The only way I will answer questions about the coursework is via the dedicated coursework
discussion forum on Blackboard. This is to ensure that the entire class has access to the same
information.
There are a total of 60 marks for the coursework, 20 marks for each part of the coursework.
2
PART I – (≤300 lines of code)
Question 1 (20 marks):
The file coursework_data1.txt contains a data set of response times in seconds from an
experiment on visual attention. The data points in the file are listed in the order in which they were
collected. When they collected the data, the scientists conducting the experiment were excited
about the data and keen to analyse it. They hypothesised that the mean of their data was larger than
1.5 seconds and tested this at a significance level of 5%. The scientists performed a standard
statistical test on their data after they had collected 10 data points and again after they had
collected a total of 30 data points. Then they stopped the experiment and published their findings
even though they had originally planned to collect 100 data points.
(The data is inspired by real data, but it is hypothetical)

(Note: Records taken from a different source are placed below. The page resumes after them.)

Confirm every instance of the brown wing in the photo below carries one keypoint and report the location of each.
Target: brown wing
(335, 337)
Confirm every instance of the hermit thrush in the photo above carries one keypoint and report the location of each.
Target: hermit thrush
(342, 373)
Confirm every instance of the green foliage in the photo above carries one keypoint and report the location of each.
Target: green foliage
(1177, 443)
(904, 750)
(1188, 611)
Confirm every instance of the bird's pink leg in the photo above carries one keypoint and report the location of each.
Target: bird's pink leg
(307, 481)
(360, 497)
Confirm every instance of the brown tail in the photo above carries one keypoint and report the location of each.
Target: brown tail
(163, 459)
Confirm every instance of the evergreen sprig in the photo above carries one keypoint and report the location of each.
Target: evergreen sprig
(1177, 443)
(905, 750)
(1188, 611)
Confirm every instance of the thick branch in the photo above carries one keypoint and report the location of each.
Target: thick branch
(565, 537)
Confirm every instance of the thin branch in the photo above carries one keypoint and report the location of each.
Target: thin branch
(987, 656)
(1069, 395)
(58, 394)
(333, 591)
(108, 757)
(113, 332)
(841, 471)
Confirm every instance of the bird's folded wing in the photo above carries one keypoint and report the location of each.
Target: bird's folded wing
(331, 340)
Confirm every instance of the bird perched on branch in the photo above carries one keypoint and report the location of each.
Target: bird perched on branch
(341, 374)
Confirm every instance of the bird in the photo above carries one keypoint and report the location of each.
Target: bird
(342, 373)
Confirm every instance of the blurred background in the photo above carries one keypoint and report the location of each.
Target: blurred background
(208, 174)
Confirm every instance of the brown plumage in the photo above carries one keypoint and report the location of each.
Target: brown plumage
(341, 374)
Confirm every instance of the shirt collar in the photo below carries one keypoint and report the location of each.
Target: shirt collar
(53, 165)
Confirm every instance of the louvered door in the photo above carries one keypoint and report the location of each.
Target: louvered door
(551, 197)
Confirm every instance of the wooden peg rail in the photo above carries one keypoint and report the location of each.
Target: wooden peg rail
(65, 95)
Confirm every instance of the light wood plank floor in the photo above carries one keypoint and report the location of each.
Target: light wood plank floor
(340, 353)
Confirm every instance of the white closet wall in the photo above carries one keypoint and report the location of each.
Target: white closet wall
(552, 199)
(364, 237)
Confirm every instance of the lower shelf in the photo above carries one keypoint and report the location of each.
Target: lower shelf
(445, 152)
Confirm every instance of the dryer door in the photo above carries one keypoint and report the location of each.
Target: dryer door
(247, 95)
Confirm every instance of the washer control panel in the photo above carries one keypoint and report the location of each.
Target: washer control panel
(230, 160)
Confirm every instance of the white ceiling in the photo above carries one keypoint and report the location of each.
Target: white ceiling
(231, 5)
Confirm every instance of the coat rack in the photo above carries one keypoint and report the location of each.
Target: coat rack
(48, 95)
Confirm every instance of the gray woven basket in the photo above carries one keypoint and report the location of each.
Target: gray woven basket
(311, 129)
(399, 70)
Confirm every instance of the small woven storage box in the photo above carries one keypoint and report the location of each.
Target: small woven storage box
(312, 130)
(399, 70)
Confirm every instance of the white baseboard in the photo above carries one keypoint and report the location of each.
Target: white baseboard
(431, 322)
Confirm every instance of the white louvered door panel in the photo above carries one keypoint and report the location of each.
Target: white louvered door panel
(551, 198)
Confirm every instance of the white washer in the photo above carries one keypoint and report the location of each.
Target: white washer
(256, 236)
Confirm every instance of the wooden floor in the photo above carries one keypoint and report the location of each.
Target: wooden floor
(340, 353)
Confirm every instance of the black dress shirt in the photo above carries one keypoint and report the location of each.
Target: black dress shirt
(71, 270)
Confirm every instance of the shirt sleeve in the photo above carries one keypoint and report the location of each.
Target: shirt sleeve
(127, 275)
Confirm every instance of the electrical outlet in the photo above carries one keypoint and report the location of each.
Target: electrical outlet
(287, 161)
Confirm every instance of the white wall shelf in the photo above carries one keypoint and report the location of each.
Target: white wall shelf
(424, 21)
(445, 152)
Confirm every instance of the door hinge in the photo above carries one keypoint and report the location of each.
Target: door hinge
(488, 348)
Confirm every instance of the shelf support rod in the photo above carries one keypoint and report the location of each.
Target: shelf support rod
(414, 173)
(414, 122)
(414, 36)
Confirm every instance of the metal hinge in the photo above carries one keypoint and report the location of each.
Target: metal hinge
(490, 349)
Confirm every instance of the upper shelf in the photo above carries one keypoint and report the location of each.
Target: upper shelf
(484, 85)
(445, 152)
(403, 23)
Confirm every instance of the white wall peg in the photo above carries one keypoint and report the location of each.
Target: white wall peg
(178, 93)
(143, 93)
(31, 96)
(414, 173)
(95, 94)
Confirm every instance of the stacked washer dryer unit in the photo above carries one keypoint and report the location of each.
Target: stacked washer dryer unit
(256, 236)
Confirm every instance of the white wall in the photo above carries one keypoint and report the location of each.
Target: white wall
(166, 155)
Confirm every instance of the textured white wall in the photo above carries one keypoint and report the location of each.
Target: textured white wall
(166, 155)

(a) Conduct the two statistical tests the scientists performed. Why did they stop the
experiment?
(b) The lab technician was not told the experiment had been stopped and continued to collect
data. Perform the correct statistical test to examine the scientists’ hypothesis on all data.
How do you interpret the outcome of this test compared to the result the scientists
published?
(c) Use a bootstrap procedure to estimate the probability that the scientists find a significant p-
value when performing a test on the first 30 data points.
(d) By what factor does this probability change if you perform significance tests starting at the
20th data point and then continue to perform significance tests until you either run out of
data or find a significant p-value? Does the probability change again if you start at the 10th
data point?
(e) Explain, referring to your answers to questions 1(a)-(d), why the scientists’ approach is a
form of statistical malpractice (in bullet points, not continuous text).
(f) Fit a Gamma distribution to the data via maximum likelihood estimation. Show qualitatively
that the fit is good and explain why your estimates are further evidence that the scientists’
hypothesis is wrong (1 figure).